(Work done with Ruth Rosenholtz, Nadja Schinkel-Bielefeld, and Martin Wattenberg)
For over a century, Gestalt theorists have known that human beings organize visual information according to concrete and reliable principles. These “Gestalt laws” have been well-studied, and include such well known principles as grouping by proximity, grouping by similarity, and the law of good continuation. However, while these principles seem to accurately describe many aspects of human visual behavior, little is known about how these principles come about from a computational perspective. Without a robust computational model which recreates these principles implicitly or explicitly, the Gestalt laws carry little or no predictive power, and can give us little insight into more general human visual behavior.
To address this gap, Ruth Rosenholtz and I developed a computational framework to implement the Gestalt principles of proximity and similarity. In our model, depicted at right, the pixels of an image are mapped to a new, higher-dimensional space, which contains not only the two spatial dimensions of the original image, but also one or more feature dimensions, corresponding to features relative to the organization of the image. In this example, such a feature is luminance (L); and mapping each pixel in Image A into x-y-L space yields two easily discernible clusters of points (Figure B). In essence, our framework translates the problem of grouping into a clustering problem. The regions of higher density in this higher dimensional space (Figure C) thus correspond to segments of the original image defined by both proximity and similarity in the given feature. Projecting these regions down yields an organization of the image consistent with classic Gestalt principles (Figure D).
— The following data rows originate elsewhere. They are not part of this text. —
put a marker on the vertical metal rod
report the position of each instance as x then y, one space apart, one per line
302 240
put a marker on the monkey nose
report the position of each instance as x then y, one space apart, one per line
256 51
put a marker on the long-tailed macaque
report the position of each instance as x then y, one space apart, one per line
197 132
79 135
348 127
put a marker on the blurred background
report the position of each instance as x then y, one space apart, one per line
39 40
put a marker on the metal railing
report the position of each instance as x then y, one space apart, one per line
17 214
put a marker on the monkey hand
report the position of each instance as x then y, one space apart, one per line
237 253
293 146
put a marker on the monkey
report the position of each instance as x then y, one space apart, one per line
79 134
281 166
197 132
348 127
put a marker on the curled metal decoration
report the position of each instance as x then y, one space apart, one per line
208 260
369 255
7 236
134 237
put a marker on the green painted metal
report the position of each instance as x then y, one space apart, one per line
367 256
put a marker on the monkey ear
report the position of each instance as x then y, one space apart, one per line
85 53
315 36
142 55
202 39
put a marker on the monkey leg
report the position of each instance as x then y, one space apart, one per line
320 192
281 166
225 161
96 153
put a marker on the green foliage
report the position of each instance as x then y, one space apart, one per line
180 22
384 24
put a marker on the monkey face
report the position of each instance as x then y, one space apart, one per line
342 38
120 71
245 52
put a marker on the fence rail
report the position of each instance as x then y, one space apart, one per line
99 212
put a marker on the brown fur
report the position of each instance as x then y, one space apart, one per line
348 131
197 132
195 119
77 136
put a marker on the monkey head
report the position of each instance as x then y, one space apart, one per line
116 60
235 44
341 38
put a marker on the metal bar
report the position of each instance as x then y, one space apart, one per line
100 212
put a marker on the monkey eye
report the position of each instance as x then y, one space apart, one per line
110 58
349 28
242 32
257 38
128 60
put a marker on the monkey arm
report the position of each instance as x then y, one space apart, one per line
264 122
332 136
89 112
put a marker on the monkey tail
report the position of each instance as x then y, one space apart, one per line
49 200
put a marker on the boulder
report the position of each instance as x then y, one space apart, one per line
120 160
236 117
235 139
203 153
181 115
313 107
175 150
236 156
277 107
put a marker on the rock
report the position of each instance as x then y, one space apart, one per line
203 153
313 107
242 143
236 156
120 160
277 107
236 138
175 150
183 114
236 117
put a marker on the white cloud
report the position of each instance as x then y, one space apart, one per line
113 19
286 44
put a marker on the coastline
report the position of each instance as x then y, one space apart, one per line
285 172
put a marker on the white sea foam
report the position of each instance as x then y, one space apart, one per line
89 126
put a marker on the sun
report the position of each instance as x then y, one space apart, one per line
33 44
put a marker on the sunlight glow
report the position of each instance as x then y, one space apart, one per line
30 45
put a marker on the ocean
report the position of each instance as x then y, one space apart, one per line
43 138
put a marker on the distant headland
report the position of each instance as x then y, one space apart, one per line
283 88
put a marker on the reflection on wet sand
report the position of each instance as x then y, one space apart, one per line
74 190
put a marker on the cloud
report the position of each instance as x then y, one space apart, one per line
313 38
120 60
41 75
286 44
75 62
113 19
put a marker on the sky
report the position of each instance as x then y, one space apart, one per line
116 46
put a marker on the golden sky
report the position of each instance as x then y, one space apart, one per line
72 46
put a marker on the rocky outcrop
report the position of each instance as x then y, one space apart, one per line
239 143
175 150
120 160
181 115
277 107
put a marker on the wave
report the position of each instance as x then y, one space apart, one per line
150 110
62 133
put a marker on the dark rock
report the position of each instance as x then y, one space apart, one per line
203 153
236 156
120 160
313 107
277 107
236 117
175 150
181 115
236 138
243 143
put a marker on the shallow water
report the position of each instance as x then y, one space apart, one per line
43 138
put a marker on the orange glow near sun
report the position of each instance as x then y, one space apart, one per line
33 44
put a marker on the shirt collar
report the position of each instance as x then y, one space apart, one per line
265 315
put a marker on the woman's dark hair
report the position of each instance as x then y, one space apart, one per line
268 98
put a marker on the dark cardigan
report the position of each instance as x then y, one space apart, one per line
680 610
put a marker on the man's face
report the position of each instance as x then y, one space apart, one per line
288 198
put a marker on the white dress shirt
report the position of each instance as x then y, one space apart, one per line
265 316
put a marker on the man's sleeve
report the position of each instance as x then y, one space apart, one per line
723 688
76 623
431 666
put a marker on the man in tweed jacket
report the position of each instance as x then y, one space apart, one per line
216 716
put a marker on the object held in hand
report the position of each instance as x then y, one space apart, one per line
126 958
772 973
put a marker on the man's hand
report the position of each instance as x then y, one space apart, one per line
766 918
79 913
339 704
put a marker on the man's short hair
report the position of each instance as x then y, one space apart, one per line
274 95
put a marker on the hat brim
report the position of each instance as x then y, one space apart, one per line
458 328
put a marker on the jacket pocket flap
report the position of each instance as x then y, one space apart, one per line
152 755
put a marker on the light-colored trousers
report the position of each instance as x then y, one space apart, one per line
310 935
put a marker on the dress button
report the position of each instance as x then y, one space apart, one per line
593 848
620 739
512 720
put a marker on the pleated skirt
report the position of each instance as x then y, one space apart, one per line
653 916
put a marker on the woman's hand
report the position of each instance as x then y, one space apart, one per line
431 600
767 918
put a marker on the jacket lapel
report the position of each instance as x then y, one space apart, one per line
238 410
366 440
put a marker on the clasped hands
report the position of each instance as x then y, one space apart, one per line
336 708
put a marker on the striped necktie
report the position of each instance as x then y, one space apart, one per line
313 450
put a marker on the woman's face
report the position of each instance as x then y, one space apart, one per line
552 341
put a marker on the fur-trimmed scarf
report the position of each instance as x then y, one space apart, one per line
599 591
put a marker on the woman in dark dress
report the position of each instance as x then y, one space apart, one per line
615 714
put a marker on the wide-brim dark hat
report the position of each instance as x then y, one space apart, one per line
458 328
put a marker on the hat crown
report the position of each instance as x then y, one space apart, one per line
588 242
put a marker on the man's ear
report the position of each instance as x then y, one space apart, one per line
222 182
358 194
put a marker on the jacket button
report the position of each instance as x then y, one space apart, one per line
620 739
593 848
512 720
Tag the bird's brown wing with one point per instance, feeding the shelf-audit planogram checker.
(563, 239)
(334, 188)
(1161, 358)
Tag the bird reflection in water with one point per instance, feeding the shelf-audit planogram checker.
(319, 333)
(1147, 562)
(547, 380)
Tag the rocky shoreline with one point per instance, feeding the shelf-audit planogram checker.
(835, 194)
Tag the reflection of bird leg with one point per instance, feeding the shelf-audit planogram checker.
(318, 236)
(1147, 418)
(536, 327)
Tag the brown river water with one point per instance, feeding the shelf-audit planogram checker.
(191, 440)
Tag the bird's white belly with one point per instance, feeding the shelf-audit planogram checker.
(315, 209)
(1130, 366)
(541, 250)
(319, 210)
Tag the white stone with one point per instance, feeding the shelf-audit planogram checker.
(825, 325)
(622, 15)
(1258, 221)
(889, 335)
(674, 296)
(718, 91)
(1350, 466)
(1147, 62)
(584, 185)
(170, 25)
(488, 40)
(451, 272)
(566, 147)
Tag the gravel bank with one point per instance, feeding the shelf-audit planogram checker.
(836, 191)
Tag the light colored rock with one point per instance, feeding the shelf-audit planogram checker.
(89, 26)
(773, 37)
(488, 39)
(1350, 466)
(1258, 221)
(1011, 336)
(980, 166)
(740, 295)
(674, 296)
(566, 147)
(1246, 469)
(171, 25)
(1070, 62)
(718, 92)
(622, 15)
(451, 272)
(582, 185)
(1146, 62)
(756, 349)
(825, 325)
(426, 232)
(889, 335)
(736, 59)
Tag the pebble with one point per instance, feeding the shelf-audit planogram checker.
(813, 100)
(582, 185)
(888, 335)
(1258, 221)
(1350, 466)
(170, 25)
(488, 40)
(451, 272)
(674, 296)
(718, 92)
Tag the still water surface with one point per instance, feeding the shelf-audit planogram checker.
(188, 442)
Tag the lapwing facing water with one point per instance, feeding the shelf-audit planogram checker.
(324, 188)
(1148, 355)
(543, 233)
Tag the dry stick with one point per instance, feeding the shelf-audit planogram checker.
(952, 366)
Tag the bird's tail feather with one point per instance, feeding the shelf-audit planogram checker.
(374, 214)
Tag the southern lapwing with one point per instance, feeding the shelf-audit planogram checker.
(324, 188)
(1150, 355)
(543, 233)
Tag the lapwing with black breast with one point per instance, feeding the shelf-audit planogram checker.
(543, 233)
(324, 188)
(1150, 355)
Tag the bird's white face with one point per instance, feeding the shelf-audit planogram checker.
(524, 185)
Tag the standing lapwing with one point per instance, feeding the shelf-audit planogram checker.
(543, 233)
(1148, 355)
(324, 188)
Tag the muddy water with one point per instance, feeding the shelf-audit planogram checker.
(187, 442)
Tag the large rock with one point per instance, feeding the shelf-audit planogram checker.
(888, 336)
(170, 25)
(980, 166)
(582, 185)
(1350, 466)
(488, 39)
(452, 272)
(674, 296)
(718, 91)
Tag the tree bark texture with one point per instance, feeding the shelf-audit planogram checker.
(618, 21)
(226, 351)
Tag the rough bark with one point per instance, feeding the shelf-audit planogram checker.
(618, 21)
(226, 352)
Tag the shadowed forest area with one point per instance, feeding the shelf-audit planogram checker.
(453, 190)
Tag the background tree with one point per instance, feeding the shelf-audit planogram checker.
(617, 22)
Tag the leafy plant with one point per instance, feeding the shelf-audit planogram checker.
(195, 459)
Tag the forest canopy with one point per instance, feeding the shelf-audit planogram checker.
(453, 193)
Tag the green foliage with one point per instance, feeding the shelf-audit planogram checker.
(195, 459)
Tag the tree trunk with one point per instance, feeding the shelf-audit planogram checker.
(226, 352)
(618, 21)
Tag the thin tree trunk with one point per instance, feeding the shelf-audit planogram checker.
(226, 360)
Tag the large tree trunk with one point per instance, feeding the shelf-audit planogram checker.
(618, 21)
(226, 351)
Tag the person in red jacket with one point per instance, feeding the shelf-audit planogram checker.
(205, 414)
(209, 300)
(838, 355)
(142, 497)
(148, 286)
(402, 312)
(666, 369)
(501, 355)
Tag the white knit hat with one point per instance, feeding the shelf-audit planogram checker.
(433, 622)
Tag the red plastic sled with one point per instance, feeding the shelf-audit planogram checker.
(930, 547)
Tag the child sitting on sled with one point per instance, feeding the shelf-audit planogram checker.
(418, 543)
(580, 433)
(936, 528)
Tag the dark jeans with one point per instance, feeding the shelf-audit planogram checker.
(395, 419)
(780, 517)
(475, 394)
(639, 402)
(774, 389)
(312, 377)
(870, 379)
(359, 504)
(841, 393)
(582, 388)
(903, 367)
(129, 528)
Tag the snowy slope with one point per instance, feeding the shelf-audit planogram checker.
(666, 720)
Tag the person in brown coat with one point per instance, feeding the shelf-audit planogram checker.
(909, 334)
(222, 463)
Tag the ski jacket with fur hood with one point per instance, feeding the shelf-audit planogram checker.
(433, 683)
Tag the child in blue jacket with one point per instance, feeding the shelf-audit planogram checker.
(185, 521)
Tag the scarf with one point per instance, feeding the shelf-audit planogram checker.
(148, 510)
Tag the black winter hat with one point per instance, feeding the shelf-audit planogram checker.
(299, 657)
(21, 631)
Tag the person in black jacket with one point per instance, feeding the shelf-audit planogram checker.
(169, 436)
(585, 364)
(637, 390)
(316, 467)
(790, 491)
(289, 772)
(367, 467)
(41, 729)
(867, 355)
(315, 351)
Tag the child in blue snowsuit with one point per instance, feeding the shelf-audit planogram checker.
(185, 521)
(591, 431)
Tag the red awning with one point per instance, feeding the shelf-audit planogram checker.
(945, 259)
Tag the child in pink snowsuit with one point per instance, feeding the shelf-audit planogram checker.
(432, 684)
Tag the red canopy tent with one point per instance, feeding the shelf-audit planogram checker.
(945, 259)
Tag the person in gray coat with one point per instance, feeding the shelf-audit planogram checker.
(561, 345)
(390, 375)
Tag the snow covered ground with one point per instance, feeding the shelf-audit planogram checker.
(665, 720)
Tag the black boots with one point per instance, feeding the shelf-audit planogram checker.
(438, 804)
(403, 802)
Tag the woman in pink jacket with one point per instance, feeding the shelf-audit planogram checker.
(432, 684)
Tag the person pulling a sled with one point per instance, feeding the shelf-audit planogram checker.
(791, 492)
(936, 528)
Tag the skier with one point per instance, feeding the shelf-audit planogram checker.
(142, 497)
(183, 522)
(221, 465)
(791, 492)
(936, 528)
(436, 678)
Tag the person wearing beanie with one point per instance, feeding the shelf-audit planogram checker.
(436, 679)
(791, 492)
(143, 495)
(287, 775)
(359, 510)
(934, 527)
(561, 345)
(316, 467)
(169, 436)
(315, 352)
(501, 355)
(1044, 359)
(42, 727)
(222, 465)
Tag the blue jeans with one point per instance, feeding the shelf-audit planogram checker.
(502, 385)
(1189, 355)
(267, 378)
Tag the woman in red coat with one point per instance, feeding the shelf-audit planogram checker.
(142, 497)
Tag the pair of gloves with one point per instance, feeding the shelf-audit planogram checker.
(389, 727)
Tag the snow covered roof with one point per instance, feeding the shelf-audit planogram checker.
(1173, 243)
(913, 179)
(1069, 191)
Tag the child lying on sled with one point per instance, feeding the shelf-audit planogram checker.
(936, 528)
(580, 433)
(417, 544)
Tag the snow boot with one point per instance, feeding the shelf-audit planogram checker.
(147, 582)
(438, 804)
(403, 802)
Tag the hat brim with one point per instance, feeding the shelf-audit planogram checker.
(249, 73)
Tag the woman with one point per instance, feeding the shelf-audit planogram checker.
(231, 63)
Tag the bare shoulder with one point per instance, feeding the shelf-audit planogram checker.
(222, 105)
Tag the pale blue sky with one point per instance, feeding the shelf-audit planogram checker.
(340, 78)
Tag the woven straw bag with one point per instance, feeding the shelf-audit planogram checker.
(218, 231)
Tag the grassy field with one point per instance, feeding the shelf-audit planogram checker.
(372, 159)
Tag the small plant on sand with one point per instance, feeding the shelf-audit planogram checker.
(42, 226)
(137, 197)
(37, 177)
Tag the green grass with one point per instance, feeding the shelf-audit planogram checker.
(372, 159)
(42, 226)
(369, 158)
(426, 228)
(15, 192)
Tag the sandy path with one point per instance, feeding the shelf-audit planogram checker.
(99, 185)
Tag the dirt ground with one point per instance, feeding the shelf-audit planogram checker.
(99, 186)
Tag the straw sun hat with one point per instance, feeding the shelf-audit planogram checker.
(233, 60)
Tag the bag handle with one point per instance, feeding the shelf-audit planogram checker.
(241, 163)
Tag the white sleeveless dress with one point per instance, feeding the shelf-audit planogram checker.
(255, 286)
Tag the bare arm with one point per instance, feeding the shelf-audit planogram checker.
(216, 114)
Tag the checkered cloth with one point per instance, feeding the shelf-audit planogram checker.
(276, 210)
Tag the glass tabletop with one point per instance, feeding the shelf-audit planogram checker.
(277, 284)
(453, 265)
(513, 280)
This model provides a robust, intuitive implementation of Gestalt principles which previously merely descriptive. However, it is not limited to only grouping by luminance similarity – any feature which can be represented by a low-dimensional space and mapped across the full image can be used to perform grouping. For example, if we measure the dominant orientation at every point, we can perform grouping by orientation similarity; minor modifications allow us to perform grouping by good continuation. The figure at the left shows one example of our good-continuation model in action.
In Figure A, we see three circles, all of equal luminance but easily discernible by the principle of good continuation. Figure B depicts the dominant orientation at each pixel, along with the magnitudes of those orientations. By mapping thexe pixels into x-y-θ space, where θ represents dominant orientation, we are able to separate and cluster the related oriented segments, identifying the three visual groups (Figure C).